O ministro Rogério Schietti considero que "as investigações transcorreram clandestinamente, durante dois anos, sem nenhuma supervisão do Poder Judiciário"

Fachada do edifício sede do Superior Tribunal de Justiça (STJ)

O ministro do Superior Tribunal de Justiça (STJ), Rogério Schietti Cruz, em decisão tomada no último dia 6 de abril, quarta-feira passada, restabeleceu a decisão do juiz de Coari, Fábio Lopes Alfaia, que anulou as investigações da Operação Patrinus, deflagrada pelo Ministério Público do Estado do Amazonas (MPEAM), considerando que “as investigações transcorreram clandestinamente, durante dois anos, sem nenhuma supervisão do Poder Judiciário”.

A Operação Patrinus investigou um suposto esquema criminoso no município. As investigações foram instauradas em março de 2018, e tiveram duração de cerca de dois anos.

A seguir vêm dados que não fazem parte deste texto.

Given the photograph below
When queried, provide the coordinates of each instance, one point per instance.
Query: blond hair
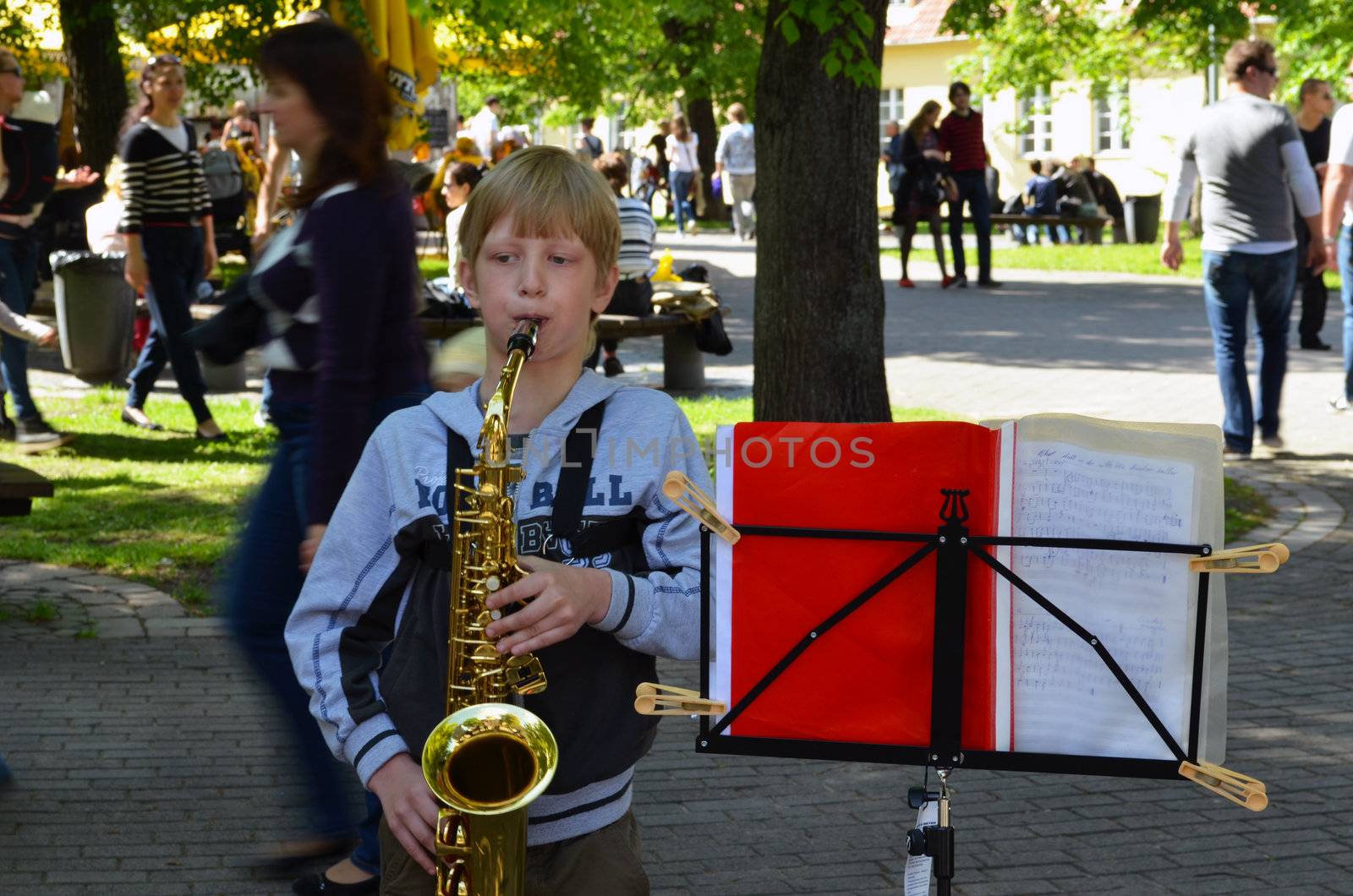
(548, 193)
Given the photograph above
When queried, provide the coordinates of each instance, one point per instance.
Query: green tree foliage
(1030, 44)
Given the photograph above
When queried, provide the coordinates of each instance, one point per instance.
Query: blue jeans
(681, 203)
(18, 276)
(972, 188)
(260, 594)
(1229, 279)
(1346, 294)
(173, 259)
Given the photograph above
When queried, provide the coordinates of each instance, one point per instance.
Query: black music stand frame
(951, 544)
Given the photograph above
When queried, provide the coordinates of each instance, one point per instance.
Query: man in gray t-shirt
(1249, 156)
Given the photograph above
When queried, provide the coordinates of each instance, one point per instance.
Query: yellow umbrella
(406, 58)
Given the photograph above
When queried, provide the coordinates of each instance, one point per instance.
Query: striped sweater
(636, 234)
(162, 184)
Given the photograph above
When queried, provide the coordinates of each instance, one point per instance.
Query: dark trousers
(260, 593)
(604, 862)
(1230, 279)
(18, 276)
(173, 258)
(1316, 295)
(972, 188)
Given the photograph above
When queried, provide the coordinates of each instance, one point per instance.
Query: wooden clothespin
(683, 493)
(1235, 787)
(1257, 558)
(653, 699)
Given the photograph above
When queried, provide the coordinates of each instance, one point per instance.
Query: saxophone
(487, 760)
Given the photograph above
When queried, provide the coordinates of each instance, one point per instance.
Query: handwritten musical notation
(1064, 697)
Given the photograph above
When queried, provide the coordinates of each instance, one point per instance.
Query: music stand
(953, 544)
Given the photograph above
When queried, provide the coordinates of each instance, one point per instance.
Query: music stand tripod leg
(938, 841)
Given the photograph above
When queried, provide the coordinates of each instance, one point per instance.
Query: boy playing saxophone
(613, 566)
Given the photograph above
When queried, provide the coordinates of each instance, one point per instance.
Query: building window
(890, 110)
(1111, 130)
(1035, 114)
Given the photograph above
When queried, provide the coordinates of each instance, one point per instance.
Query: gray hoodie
(381, 576)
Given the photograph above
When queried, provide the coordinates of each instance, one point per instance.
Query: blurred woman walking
(344, 351)
(171, 241)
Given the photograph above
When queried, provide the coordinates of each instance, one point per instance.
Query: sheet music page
(1065, 700)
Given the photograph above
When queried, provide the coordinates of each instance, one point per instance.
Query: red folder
(869, 679)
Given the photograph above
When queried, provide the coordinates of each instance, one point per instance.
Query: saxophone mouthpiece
(524, 337)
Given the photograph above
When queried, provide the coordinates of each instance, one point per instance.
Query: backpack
(225, 178)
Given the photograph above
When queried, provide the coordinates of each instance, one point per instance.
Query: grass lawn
(1143, 258)
(164, 508)
(159, 508)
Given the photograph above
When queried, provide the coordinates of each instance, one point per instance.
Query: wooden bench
(18, 488)
(683, 363)
(1052, 221)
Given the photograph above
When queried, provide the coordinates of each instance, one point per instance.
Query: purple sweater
(342, 313)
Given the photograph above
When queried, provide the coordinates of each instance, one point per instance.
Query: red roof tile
(917, 22)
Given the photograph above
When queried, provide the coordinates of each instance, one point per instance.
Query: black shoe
(132, 421)
(33, 434)
(321, 885)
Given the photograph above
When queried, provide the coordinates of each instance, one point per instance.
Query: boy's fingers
(527, 616)
(545, 639)
(518, 590)
(417, 844)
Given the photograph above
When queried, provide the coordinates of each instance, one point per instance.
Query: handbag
(710, 335)
(238, 326)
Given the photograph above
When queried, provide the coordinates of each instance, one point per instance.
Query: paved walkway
(146, 761)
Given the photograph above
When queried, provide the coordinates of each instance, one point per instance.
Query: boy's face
(551, 279)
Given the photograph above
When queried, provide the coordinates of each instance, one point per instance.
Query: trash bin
(1142, 218)
(95, 314)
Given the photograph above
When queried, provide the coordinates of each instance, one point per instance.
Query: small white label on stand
(919, 866)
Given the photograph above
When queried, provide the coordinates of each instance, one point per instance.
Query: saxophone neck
(493, 437)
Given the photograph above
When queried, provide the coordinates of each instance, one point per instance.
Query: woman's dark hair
(144, 105)
(331, 68)
(466, 175)
(613, 168)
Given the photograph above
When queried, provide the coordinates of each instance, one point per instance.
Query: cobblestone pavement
(151, 765)
(146, 761)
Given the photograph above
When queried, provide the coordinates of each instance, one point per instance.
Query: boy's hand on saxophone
(561, 600)
(409, 806)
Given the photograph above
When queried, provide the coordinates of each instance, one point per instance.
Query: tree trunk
(819, 321)
(701, 110)
(96, 76)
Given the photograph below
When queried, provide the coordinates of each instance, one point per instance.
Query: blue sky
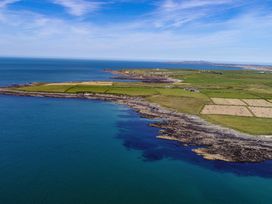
(215, 30)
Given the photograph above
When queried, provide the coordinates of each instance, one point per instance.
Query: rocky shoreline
(214, 142)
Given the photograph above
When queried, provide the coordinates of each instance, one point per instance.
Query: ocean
(73, 151)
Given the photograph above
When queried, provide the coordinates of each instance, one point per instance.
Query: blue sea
(72, 151)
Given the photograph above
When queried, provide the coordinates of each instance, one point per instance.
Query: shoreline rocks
(214, 142)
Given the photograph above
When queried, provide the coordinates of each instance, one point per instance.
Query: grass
(88, 89)
(255, 126)
(182, 104)
(219, 84)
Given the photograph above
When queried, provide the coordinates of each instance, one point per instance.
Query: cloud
(179, 5)
(79, 7)
(242, 37)
(5, 3)
(176, 13)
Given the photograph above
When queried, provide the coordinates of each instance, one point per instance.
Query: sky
(172, 30)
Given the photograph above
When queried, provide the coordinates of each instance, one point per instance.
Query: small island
(225, 115)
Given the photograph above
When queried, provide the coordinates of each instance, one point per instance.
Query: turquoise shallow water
(56, 151)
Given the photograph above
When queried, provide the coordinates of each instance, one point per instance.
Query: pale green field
(218, 84)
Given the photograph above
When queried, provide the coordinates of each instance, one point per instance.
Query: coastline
(214, 142)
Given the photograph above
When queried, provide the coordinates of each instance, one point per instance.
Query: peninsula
(225, 115)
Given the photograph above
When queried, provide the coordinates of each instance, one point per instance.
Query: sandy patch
(226, 110)
(258, 102)
(228, 101)
(261, 112)
(89, 83)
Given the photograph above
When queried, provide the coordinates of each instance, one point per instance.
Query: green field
(240, 84)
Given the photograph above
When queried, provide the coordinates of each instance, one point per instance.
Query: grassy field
(208, 84)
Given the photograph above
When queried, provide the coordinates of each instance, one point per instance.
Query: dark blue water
(76, 151)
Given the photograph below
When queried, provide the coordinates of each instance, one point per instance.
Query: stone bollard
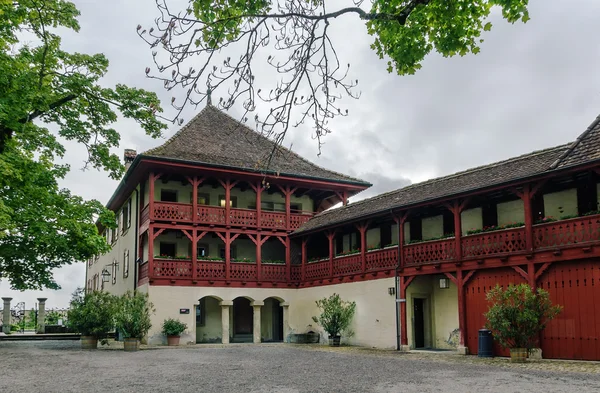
(41, 327)
(6, 315)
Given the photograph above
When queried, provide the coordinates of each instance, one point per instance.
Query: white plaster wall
(432, 227)
(509, 212)
(471, 219)
(125, 242)
(561, 203)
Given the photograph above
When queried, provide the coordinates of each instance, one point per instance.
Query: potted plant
(335, 318)
(516, 317)
(91, 315)
(172, 328)
(132, 318)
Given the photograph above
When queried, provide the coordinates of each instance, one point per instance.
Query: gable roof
(215, 138)
(584, 150)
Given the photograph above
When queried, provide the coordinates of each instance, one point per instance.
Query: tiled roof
(476, 178)
(213, 137)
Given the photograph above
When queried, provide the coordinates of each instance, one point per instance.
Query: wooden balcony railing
(215, 215)
(582, 230)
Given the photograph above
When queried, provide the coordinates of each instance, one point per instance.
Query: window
(232, 252)
(203, 199)
(126, 216)
(168, 195)
(232, 201)
(126, 264)
(201, 313)
(168, 249)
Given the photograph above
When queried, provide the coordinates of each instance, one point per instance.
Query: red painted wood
(476, 304)
(429, 251)
(575, 333)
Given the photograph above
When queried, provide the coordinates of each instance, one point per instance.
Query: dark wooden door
(419, 323)
(242, 316)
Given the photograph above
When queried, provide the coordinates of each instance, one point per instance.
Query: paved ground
(63, 367)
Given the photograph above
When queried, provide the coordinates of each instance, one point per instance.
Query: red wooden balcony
(215, 215)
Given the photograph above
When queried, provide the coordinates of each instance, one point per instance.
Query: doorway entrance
(419, 322)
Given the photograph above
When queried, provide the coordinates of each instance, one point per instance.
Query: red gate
(575, 333)
(476, 304)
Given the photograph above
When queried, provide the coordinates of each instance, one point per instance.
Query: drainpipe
(396, 301)
(136, 262)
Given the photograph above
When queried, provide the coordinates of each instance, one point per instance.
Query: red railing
(272, 220)
(210, 270)
(567, 232)
(490, 243)
(429, 251)
(242, 217)
(382, 259)
(171, 211)
(211, 215)
(242, 271)
(350, 264)
(315, 270)
(172, 269)
(273, 272)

Com esta decisão, o ministro anula o julgamento do mandado de segurança no Tribunal de Justiça do Estado do Amazonas (TJAM), impetrado pelo Ministério Público do Estado (MPEAM), que manteve as investigações da forma que foram realizadas pelo MP (confira decisão no final da matéria).

O ministro teve o mesmo entendimento do juiz de Coari, Fábio Alfaia, que acatou o pedido de “decretação de nulidade absoluta” da defesa de Adail Filho.

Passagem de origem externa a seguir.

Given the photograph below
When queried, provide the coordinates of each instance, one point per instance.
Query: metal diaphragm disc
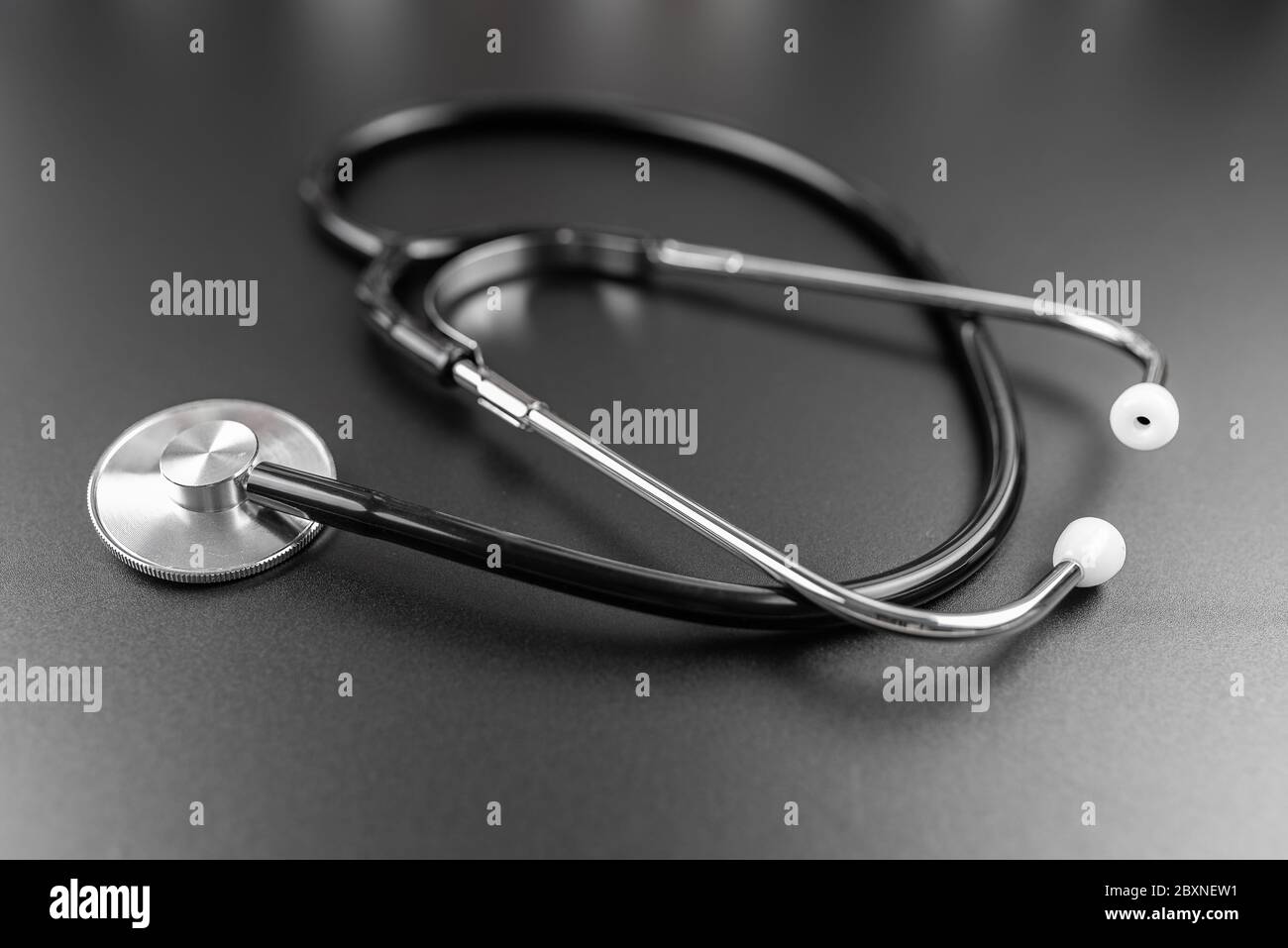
(134, 506)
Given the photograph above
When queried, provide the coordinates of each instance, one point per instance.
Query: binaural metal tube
(696, 258)
(528, 414)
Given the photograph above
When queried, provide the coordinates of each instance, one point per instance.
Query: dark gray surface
(473, 687)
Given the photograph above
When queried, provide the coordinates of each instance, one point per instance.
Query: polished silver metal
(531, 415)
(205, 467)
(613, 256)
(167, 496)
(697, 258)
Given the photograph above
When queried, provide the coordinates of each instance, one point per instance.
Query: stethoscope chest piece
(167, 496)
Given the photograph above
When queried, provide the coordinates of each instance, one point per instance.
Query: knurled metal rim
(194, 579)
(318, 460)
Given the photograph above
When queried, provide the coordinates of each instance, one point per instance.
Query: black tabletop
(815, 429)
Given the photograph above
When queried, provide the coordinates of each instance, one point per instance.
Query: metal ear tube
(223, 488)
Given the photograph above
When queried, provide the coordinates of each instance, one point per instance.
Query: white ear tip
(1095, 545)
(1145, 416)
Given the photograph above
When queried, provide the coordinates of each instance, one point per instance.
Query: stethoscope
(223, 488)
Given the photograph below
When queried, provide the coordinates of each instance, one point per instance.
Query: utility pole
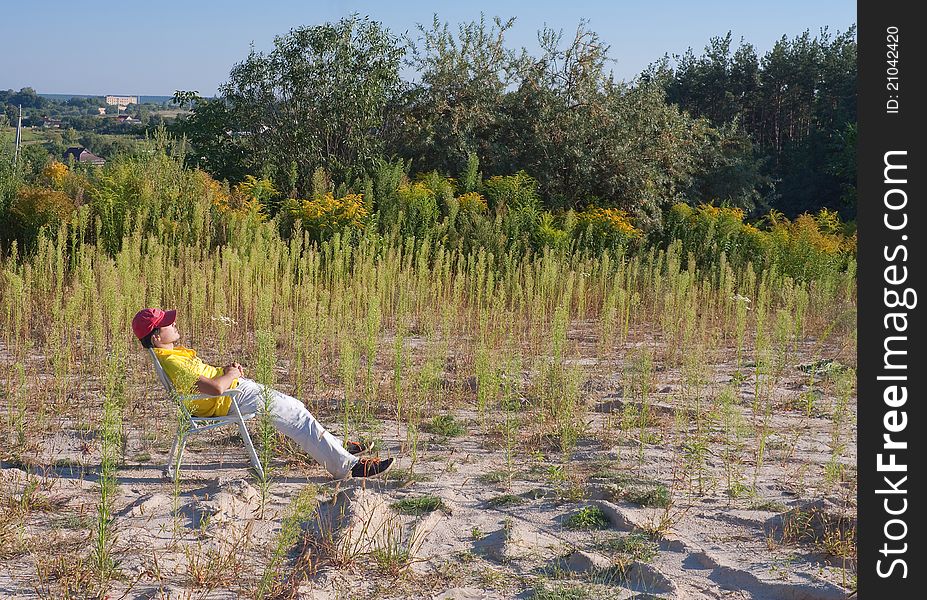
(19, 135)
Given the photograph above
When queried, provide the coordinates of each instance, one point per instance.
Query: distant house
(121, 101)
(82, 155)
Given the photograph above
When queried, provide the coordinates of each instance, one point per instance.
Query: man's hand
(234, 368)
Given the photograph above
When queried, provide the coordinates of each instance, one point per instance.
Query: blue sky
(64, 46)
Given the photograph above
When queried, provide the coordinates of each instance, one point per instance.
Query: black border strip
(891, 128)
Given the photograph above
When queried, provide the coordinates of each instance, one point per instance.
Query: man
(155, 329)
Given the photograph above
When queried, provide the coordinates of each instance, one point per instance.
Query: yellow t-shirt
(184, 369)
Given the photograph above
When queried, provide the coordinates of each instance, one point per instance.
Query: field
(566, 424)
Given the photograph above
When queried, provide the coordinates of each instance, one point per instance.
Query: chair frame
(190, 425)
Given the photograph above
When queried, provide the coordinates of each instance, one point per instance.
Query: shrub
(804, 251)
(34, 208)
(326, 215)
(548, 235)
(472, 202)
(511, 192)
(419, 209)
(55, 172)
(601, 229)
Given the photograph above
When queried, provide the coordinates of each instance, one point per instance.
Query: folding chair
(191, 425)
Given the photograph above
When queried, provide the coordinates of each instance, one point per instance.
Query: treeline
(331, 96)
(797, 104)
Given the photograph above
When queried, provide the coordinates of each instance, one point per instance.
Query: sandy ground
(502, 530)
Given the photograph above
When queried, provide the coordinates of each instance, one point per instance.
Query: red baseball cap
(149, 319)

O ministro em sua decisão cita os argumentos do  juiz Fábio Alfaia: “O juiz de direito, todavia, rejeitou a denúncia sob o fundamento de que as provas colhidas eram nulas, porquanto decorrentes de investigação que transcorreu clandestinamente durante dois anos sem nenhuma supervisão do Poder Judiciário. Diante Disso entendeu faltar justa causa para o exercício da ação penal, por não haver outras provas autônomas em desfavor do imputado (Adail Filho).